Moving forward

Well that pitch is terrible. I will put a better one up shortly.
The good news is that I’ve decided that only the first few paragraphs of chapter one needs to be rewritten instead of the whole chapter. I’ve moved on in the editing process and I’ll do the rewrite at some point. I have even cut sections out completely, despite my fear that if I prune too aggrssively, there won’t be any story left at all.

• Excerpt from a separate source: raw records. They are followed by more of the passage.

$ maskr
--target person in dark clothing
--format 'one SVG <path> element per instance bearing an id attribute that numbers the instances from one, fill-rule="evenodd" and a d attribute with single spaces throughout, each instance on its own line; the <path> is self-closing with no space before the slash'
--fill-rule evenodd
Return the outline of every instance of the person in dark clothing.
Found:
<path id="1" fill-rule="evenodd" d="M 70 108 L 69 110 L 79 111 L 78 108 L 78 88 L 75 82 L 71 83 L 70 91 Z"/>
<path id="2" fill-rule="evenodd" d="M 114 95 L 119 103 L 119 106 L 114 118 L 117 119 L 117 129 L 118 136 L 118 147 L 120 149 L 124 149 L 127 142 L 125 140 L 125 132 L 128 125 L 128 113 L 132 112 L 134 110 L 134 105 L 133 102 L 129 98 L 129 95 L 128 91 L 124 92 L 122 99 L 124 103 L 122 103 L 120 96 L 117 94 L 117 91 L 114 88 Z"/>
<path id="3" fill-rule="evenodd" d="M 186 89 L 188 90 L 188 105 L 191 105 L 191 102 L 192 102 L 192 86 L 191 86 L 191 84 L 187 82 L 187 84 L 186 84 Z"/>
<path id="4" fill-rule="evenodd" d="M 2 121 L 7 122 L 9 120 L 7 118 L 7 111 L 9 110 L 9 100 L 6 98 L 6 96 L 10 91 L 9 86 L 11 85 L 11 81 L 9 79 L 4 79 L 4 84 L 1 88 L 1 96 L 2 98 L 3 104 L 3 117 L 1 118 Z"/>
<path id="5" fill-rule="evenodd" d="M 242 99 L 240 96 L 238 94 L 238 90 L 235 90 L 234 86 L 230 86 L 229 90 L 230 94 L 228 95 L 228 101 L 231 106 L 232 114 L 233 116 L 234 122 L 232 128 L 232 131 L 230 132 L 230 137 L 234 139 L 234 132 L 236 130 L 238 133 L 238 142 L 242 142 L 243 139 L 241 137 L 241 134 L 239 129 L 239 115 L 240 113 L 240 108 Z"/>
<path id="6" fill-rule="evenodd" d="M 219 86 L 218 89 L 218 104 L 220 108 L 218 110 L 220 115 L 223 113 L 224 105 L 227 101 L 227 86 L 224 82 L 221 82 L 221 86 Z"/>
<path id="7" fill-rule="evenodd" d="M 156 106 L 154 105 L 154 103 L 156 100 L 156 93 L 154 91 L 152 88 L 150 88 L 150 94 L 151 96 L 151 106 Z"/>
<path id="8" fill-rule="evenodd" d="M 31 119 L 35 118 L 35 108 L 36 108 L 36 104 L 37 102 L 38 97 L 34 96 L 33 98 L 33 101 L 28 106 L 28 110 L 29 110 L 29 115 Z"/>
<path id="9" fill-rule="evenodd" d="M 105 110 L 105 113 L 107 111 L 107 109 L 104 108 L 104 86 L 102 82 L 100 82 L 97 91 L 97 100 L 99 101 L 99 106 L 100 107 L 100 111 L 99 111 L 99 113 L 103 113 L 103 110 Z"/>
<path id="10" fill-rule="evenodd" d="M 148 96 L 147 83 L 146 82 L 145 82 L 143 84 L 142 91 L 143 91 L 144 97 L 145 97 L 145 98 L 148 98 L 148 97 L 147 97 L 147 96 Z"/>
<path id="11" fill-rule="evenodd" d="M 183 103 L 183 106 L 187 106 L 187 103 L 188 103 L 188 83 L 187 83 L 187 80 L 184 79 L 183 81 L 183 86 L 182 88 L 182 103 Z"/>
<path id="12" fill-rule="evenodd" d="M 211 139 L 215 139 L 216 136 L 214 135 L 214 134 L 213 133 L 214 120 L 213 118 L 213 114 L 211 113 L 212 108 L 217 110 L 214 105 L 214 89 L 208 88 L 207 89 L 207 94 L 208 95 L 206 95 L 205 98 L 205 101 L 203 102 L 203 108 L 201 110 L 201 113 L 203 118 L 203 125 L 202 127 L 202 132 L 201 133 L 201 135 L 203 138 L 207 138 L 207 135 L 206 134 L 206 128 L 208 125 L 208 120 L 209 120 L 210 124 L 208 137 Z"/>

I don’t have an Elevator Pitch…

And that is a problem, supposedly. Ignoring the unpalatable idea of shilling my book to every person I meet, there still is an actual need for a brief summary of the book that I can use to describe it to people.  So, I could try this:

Gwendolyn Sees Stars is about chosing to fight when you can’t win.  The main character, Charlie, is detached from his life, and he feels the people around him slipping away. He sleepwalks through his job as a social worker helping street kids, until a girl named Gwendolyn wakes him up. She’s about to become an adult by legal standards, and when she does Charlie will lose her to the adult world of jail, drugs and death. So, he decides to throw aside all of the ethical and legal restrictions and try to save her from herself, even if he loses everything in the process.

The Order of Editing

I’ve come to a decision that I need to re-write the entire first chapter of my book, Gwendolyn Sees Stars. But, do I need to stop right there and do no other editing until that rewrite is done, or can I move past it safely? It would probably make the most sense to just grind out a new chapter one and compare it to the old one to see which one really floats my boat.